Bu geleneğin tam olarak nasıl başladığını bilmek zor, ancak güreşin uzun yıllar boyunca bir parçası olmadığı kesin. 1950'lerde Şükran Günü, büyük şovlar için genellikle kaçınılan bir tarihti çünkü o gün seyirci çekmek zor sanılıyordu. Ancak Greensboro hariç, 1970'lere kadar Şükran Günü'nün güreş için ideal bir tarih olduğuna dair pek kanıt yoktu. Sacramento gibi bazı şehirlerde perşembe gecesi düzenlenen normal şovlar ortalamanın üzerinde bir ilgi görse de, asıl geleneği Jim Crockett Sr.'ın Greensboro'da (ve daha sonra Norfolk'ta) başlattığı söylenebilir. Crockett, 1960'ların sonlarına doğru bu tarihi yılın en büyük şovu için bir gelenek haline getirmeyi başardı.

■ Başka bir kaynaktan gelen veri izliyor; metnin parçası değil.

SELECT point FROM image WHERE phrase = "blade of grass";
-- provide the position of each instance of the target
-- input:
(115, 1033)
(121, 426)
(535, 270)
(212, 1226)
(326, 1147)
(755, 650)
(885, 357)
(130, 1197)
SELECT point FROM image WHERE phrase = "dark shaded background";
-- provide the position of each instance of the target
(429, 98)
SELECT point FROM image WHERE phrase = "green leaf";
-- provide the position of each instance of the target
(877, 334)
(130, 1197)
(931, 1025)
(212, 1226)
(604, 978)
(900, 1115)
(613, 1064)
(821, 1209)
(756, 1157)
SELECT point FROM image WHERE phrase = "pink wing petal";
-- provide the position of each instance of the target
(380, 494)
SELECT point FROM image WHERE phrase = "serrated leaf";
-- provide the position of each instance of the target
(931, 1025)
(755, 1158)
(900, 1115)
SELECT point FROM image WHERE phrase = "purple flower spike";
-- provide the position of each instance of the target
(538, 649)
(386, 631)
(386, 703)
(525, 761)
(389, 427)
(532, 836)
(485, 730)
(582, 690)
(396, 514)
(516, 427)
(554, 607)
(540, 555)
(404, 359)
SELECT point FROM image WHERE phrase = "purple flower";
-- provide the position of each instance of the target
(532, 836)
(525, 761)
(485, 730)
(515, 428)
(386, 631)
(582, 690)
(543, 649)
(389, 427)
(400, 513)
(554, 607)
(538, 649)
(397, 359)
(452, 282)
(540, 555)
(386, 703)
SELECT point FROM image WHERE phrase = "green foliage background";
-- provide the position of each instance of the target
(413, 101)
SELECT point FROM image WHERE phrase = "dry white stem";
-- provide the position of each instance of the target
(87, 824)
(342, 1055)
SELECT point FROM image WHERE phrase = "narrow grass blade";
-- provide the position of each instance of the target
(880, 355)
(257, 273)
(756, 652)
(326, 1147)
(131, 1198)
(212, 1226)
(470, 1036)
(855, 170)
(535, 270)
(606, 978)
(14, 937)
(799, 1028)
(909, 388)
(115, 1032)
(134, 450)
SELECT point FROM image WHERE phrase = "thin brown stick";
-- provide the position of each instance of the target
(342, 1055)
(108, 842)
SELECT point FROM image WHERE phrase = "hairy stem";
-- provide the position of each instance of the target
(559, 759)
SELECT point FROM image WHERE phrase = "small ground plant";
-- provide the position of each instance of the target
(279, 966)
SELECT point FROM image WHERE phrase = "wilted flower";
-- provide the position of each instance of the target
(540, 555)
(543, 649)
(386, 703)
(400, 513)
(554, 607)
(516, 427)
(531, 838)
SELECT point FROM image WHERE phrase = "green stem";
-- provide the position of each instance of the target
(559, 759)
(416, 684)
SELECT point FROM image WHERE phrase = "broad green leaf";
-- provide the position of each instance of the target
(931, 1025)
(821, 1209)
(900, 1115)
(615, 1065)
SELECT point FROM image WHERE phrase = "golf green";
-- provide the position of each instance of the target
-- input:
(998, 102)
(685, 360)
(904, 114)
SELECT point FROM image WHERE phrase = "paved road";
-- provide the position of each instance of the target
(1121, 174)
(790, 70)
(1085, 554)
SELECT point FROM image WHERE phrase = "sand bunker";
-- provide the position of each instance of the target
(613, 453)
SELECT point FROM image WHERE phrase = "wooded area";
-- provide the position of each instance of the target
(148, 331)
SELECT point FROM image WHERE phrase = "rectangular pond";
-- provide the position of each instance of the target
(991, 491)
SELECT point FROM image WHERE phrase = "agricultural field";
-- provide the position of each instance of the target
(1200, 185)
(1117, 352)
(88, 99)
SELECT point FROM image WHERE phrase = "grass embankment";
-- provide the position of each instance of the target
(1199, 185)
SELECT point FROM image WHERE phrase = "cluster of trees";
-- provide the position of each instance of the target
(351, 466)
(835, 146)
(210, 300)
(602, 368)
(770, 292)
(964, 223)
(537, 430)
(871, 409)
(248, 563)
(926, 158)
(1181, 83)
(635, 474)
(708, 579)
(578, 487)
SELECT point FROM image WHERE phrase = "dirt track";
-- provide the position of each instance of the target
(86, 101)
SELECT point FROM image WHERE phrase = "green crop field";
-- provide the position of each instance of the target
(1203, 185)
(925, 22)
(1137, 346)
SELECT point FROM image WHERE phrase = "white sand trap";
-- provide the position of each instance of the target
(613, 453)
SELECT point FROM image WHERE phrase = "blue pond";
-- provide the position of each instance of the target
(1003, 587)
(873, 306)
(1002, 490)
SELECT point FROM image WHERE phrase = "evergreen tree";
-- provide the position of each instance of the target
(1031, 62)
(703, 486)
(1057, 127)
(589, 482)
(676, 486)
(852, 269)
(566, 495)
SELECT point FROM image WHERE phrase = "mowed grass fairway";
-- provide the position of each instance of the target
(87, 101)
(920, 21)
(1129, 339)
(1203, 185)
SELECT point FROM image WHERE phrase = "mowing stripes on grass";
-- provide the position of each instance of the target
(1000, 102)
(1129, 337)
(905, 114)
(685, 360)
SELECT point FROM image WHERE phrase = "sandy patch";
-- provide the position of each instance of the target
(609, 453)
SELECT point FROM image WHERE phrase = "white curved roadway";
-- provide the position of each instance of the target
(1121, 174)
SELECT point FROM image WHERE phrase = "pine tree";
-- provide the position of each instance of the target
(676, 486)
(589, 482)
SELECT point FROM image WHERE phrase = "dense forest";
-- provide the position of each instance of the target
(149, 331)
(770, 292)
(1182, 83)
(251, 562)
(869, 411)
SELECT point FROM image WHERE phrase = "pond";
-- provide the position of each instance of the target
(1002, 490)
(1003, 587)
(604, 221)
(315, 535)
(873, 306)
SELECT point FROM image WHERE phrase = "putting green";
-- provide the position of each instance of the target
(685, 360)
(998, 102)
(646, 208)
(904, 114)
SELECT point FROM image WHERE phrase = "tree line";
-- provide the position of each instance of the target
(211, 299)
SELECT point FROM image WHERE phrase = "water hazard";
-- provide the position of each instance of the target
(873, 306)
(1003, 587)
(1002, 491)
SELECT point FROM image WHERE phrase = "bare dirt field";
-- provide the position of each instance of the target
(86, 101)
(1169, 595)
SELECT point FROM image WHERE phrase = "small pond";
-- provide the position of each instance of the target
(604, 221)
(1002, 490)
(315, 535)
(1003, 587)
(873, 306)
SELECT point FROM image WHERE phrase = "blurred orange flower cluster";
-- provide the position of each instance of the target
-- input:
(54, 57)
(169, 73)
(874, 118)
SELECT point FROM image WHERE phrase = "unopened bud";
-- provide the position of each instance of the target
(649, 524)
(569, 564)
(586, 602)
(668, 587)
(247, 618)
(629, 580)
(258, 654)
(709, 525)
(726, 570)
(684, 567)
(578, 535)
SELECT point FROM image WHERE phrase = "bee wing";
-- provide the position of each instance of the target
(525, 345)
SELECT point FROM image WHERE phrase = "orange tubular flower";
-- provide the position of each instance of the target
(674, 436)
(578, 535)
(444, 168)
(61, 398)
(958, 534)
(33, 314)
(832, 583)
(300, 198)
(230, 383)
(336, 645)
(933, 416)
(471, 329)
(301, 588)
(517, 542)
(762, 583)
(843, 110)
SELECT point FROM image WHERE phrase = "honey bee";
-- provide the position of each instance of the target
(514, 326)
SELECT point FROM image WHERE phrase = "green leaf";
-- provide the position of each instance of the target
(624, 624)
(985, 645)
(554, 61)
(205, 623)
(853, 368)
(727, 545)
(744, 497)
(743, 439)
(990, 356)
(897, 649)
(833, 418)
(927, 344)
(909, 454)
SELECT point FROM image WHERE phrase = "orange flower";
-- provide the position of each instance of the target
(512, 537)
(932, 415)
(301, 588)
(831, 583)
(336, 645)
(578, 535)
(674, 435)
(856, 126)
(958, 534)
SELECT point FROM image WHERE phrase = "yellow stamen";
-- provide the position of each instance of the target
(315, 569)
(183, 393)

Kayıtlara geçen ilk büyük Şükran Günü güreş etkinliği, 26 Kasım 1959'da Indianapolis State Fairgrounds Coliseum'da düzenlendi. Barnett'in organize ettiği bu şovda, Roy ve Ray Shire (Ray Stevens), NWA dünya takım şampiyonluklarını Dick the Bruiser ve Yukon Eric'e karşı savundu. 13.000 seyirciyle tükenen biletler, o dönemde Shire Kardeşler'in ne kadar popüler olduğunu gösteriyordu. Ancak bu şov, Şükran Günü'nün özel bir güreş gecesi olarak benimsenmesini sağlayacak bir dönüm noktası olmadı. Çünkü Shire Kardeşler, zaten o beş haftalık süreçte Bruiser ve farklı partnerlerine karşı üç kez benzer kalabalıklara çıkmıştı.
Şükran Günü güreş geleneğinin en uzun süre devam ettiği iki şehir, sonraki iki yıl içinde ortaya çıktı. Minneapolis-St. Paul, 1960'dan 1987'ye kadar (AWA'nın artık seyirci çekemediği yıllara kadar) bu geleneği sürdürdü. Tek istisna, 1972'de promotörlüğün Şükran Günü haftasonunun cumartesi gecesine şov koymasıydı.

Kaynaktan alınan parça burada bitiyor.